Le livre que j'ai lu comportait également deux autres nouvelles : Tristan et Le chemin du cimetière.

Tristan est un peu sur le même modèle, l'adolescent en moins : un viel écrivain s'amourache d'une personne dont il se sent tellement supérieur, avec un entourage tellement inférieur (le mari bourgeois parvenu, l'amie bête comme ses pieds...).
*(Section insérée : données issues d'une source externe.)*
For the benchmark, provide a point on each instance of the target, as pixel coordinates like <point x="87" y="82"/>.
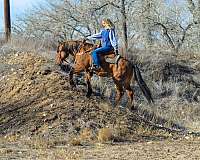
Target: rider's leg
<point x="96" y="52"/>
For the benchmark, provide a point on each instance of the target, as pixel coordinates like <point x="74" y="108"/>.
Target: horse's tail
<point x="146" y="91"/>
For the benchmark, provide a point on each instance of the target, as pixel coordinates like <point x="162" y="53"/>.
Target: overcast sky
<point x="17" y="7"/>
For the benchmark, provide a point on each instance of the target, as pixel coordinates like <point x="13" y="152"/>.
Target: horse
<point x="122" y="72"/>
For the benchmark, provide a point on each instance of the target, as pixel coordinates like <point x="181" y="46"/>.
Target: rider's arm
<point x="113" y="39"/>
<point x="95" y="36"/>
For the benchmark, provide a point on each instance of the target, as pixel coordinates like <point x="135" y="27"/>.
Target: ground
<point x="41" y="117"/>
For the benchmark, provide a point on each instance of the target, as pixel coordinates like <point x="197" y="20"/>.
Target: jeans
<point x="96" y="52"/>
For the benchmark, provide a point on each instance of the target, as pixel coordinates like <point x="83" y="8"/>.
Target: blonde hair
<point x="108" y="23"/>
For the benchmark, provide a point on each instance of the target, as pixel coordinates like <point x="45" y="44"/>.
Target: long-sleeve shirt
<point x="107" y="37"/>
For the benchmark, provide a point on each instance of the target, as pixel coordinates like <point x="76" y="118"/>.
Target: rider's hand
<point x="84" y="39"/>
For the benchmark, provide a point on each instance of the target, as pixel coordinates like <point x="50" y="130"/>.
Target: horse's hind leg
<point x="130" y="95"/>
<point x="119" y="93"/>
<point x="71" y="81"/>
<point x="89" y="87"/>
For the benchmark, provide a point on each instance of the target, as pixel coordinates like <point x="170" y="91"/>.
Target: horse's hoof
<point x="88" y="95"/>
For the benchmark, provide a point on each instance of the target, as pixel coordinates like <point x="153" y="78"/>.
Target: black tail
<point x="142" y="84"/>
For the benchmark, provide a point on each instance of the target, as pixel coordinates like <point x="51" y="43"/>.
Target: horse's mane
<point x="73" y="46"/>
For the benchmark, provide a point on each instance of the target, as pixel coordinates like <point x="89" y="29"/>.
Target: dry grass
<point x="105" y="135"/>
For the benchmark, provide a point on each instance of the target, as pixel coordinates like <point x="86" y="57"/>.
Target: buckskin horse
<point x="121" y="72"/>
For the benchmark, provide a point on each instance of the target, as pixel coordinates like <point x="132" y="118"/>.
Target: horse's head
<point x="86" y="47"/>
<point x="62" y="53"/>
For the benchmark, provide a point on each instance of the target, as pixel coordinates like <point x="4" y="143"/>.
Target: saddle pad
<point x="113" y="60"/>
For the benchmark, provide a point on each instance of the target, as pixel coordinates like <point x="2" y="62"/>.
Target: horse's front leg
<point x="88" y="76"/>
<point x="119" y="93"/>
<point x="71" y="81"/>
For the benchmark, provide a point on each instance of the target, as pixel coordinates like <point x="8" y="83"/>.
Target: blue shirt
<point x="107" y="36"/>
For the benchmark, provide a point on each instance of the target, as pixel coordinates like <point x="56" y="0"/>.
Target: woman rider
<point x="108" y="41"/>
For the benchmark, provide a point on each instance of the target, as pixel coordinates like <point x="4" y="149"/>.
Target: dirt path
<point x="151" y="150"/>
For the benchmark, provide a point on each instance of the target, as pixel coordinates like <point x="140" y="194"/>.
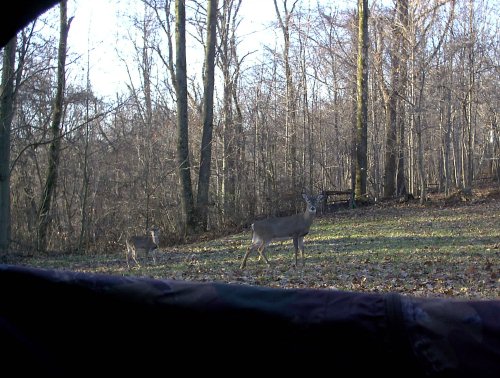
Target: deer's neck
<point x="309" y="216"/>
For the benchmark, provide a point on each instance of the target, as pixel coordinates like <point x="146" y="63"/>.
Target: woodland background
<point x="284" y="124"/>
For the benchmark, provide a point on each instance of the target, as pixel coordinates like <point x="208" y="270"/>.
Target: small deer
<point x="292" y="227"/>
<point x="149" y="244"/>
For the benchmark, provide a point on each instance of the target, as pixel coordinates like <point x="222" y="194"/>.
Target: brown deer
<point x="149" y="244"/>
<point x="283" y="228"/>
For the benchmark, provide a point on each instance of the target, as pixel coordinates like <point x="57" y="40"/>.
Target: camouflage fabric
<point x="63" y="323"/>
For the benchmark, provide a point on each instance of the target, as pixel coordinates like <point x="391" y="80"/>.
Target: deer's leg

J'y ai retrouvé se complexe de supériorité qui m'a déjà fortement déplu dans La mort à Venise.

Le chemin du cimetière est beaucoup plus court et sans rapport cette fois. Une drôle de nouvelle que j'ai trouvée sans queue ni tête, mais peut-être n'étais-je pas assez concentré. Un type visiblement complêtement décalé de la réalité est en prise avec ce qui constitue pour lui un désordre profond du monde : un cycliste a emprunté le chemin du cimetière, alors qu'il aurait du prendre la route. Sans commentaire.

Pour mes premiers textes de Thomas Mann, je suis plutôt déçu. Je m'attendais à une oeuvre "romantique", un peu à la Goethe peut-être, mais j'y ai surtout trouvé un écrivain imbu de lui-même et dédaigneux du monde, il faudra peut-être que je lise autre chose pour me forger un avis plus sûr.

"C'était un spectacle répugnant de voir dans quel état s'était mis l'homme grimé en s'associant à ses juvéniles compagnons. Le vin que portait bien une robuste jeunesse avait monté à la tête du vieux dont l'ivresse était piteuse. Le regard chaviré, une cigarette entre ses doigts agités d'un tremblement, il titubait sur place, ballotté d'avant en arrière, d'arrière en avant, et gardait à grand peine l'équilibre."

"Le repos dans la perfection, c'est le rêve de celui qui peine pour atteindre l'excellence."

"Cette nuit-là, il eut un rêve épouvantable - si l'on peut nommer du nom de rêve ce drame du corps et de l'esprit qui sans doute se produisit alors qu'il dormait profondément et se présentait sous des formes sensibles et en totale indépendance de lui, mais aussi sans qu'il eût conscience d'être lui-même en dehors des événements qui, fondant sur lui du dehors, brisaient sa résistance, faisaient violence aux forces profondes de son esprit, boulversaient tout, et laissaient l'édifice intellectuel de sa vie entière ravagé, anéanti."

"Ne tousse pas, Gabrielle", dit M. Klöterjahn. "Tu sais que le docteur Hinzpeter, à la maison, te l'a formellement interdit, darling, et le tout c'est de se dominer, mon ange."

"Le monde regorge de ce que j'appelle le "type inconscient" : et je ne puis les supporter, tous ces types inconscients ! Je ne puis supporter toute cette vie et cette activité vague, ignorante et dénuée d'intelligence, ce monde d'agaçante naïveté qui m'entoure ! Une force douloureuse et irrésistible me pousse - autant que mes forces me le permettent - à expliquer, à exprimer et à rendre conscients d'eux-mêmes tous les êtres qui m'entourent, - peu m'importe qu'il en résulte avance ou régression, qu'il en émane consolation et soulagement ou qu'il en coûte de la douleur."